Why does the number of possible probability distributions have the cardinality of the continuum?

A probability on $\mathbb{R}$, be it continuous or not, is given by its CDF $x \mapsto\mathbb{P}(X \leq x)$. A CDF is right-continuous, and the set of right-continuous functions has the cardinality of $\mathbb{R}$. To see this, you can for instance argue that the values of such a function are given by its values at the rational points, so it has at most the cardinality of a countable product of copies of $\mathbb{R}$, which has the cardinality of $\mathbb{R}$ as well.

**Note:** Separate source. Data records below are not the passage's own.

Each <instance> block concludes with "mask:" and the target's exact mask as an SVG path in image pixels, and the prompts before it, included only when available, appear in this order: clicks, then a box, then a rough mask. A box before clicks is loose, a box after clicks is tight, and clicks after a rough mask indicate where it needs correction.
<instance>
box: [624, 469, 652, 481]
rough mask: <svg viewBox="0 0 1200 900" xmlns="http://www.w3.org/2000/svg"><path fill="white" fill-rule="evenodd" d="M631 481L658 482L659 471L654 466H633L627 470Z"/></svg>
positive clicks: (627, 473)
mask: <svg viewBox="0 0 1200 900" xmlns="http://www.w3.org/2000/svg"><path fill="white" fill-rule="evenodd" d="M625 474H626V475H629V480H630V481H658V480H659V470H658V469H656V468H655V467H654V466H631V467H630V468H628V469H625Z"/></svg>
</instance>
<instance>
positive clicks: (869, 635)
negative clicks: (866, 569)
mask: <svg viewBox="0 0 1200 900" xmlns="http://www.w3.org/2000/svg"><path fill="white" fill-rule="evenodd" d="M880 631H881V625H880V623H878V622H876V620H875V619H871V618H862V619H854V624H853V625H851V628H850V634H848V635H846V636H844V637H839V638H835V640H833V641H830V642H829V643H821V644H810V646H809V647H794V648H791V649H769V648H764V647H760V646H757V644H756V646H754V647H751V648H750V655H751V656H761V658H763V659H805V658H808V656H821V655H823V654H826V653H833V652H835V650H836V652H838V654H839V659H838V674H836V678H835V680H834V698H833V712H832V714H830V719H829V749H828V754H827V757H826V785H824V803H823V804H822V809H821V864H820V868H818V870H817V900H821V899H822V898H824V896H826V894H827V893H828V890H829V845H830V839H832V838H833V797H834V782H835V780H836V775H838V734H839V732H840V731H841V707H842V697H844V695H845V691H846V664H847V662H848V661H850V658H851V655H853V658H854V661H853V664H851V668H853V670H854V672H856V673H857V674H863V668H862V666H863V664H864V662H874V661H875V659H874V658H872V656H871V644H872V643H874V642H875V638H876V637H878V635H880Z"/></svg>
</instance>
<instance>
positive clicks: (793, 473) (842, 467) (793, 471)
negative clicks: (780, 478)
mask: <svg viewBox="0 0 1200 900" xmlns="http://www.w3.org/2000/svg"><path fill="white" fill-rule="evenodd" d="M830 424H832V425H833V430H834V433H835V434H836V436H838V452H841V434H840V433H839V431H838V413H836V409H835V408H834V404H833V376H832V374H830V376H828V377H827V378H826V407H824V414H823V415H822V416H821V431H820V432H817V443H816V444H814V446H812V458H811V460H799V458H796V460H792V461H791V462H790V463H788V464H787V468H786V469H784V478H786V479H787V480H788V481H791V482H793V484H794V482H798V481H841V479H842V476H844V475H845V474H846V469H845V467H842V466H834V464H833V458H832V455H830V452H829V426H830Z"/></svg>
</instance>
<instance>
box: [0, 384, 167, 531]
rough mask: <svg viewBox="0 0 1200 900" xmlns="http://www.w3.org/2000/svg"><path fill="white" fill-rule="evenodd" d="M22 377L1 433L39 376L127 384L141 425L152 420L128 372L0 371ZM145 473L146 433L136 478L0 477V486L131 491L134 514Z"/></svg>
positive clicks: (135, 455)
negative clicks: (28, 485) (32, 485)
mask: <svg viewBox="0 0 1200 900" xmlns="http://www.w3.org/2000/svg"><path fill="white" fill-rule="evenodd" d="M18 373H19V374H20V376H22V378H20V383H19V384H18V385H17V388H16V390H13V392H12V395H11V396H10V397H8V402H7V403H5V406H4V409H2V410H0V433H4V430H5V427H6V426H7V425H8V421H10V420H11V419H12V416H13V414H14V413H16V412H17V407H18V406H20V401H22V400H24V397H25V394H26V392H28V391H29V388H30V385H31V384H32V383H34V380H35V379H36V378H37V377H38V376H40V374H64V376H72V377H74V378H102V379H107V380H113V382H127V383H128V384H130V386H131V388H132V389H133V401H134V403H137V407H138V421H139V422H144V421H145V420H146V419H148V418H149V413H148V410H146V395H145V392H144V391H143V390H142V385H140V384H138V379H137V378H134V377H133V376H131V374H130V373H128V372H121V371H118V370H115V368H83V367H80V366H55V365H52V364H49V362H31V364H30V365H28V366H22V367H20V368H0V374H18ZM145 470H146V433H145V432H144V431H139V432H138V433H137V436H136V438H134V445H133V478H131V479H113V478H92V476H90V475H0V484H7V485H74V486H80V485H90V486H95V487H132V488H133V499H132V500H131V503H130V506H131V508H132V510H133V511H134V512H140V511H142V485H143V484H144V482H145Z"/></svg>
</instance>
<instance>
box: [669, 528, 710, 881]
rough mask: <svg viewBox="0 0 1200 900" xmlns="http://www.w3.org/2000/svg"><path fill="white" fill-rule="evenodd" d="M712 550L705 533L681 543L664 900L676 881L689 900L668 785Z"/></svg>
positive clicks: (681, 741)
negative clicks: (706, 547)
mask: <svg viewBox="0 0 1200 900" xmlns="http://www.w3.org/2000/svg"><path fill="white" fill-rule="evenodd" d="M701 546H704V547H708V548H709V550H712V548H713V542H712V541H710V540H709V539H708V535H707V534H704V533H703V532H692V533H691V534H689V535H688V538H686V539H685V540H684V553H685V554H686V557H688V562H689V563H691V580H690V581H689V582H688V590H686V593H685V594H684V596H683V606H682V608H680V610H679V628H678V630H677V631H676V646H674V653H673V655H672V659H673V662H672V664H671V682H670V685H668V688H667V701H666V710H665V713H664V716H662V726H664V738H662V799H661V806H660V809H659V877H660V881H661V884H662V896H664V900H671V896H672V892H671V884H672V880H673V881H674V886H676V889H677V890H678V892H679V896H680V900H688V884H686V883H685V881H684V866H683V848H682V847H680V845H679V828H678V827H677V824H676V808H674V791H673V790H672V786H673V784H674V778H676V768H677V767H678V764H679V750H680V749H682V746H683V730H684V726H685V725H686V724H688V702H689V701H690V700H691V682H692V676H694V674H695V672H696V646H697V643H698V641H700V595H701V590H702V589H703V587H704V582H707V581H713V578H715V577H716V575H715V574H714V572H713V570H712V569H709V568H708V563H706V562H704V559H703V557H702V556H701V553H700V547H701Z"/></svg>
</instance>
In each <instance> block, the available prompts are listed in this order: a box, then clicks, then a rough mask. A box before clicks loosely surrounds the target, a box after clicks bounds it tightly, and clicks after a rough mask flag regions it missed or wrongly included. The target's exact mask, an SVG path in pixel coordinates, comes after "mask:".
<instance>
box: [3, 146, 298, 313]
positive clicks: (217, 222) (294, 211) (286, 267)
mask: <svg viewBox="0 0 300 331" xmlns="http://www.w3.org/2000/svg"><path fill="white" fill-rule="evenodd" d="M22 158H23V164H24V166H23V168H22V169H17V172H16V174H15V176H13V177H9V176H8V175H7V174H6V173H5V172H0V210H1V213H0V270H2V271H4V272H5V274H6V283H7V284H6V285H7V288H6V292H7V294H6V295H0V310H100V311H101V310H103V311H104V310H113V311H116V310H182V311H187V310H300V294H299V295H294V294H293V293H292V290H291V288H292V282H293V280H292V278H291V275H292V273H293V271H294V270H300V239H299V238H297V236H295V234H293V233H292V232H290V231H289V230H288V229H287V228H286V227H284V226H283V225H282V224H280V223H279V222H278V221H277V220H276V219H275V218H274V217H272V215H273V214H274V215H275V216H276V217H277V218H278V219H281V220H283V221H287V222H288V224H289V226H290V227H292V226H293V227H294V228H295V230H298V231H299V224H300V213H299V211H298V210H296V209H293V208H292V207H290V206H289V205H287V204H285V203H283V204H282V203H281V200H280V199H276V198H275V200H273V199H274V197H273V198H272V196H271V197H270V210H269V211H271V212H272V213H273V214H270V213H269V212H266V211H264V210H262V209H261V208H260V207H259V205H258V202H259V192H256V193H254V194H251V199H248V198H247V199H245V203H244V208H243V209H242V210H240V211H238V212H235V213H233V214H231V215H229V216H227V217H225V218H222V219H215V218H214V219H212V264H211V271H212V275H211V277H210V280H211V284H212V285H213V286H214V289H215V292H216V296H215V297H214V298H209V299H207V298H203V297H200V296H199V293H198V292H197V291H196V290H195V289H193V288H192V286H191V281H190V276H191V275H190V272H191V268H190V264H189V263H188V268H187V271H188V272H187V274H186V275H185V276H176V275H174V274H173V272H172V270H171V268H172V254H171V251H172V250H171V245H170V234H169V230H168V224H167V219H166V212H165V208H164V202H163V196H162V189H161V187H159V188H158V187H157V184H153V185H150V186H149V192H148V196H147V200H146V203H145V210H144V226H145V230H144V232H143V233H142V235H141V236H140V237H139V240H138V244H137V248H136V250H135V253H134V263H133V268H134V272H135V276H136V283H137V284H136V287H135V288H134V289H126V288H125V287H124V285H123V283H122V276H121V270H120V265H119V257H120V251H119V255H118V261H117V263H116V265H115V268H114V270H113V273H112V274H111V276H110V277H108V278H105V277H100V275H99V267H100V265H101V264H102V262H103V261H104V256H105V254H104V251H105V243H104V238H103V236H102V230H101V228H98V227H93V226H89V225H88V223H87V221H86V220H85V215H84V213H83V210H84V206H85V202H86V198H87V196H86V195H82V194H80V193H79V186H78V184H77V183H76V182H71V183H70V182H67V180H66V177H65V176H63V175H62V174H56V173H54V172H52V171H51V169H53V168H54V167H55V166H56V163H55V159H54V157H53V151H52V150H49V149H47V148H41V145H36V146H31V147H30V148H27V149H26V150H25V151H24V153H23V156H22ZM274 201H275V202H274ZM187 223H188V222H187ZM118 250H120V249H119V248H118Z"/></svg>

To expand on the AC/CH question, Raoul's argument does not depend on either of these, since you can give an explicit injection from real-valued sequences $x_1,x_2,\ldots$ to $\mathbb R$ (and there is an explicit bijection between $\mathbb Q$ and $\mathbb N$, so between $\mathbb R^{\mathbb Q}$ and $\mathbb R^{\mathbb N}$). To do this, write each value as an decimal (converting $0.1999...$ to $0.2$, etc.). Then form a new infinite decimal as follows: digits in odd places are the digits of $x_1$, in order; those in places $\equiv 2$ mod $4$ are digits of $x_2$; those in places $\equiv 4$ mod $8$ digits of $x_3$; and so on. Since infinitely many digits of $x_1$ are not $9$, the same is true of the decimal we obtain by this process, and you can easily recover the digits of each $x_i$ from the final decimal, so this is an injection.